Be careful of the masquerades: differentiating secondary myelodysplasia from myelodysplastic syndromes in clinical practice

In patients suspected to have myelodysplastic syndrome (MDS), especially in those patients without cytogenetic abnormalities or blast excess, accurate morphologic review by an expert hematopathologist and meticulous exclusion of other secondary causes of myelodysplasia are vital to establish the diagnosis. Errors in diagnosis can lead to dangerous consequences such as the administration of hypomethylating agents, lenalidomide, or even the use of intensive chemotherapy or allogeneic hematopoietic cell transplantation in patients who do not have an underlying MDS or even a malignant hematopoietic process.

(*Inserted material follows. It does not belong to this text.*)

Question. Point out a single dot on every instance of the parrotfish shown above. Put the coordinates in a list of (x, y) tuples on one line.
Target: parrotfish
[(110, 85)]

Additionally, beyond the possible harm and lack of efficacy of such therapies if the diagnosis of MDS is erroneous, the secondary myelodysplasia and resultant cytopenias are not likely to resolve unless the underlying etiology is identified and addressed. Discriminating a malignant process such as MDS from non-malignant secondary myelodysplasia can be quite challenging, and community hematologists/oncologists should consider referral to specialized physicians (both clinical experts and experienced hematopathologists) if there is any doubt regarding the diagnosis. In this article, we present a representative case series of patients from our own practice who posed diagnostic dilemmas and propose a systematic approach for assessment for secondary causes of myelodysplasia.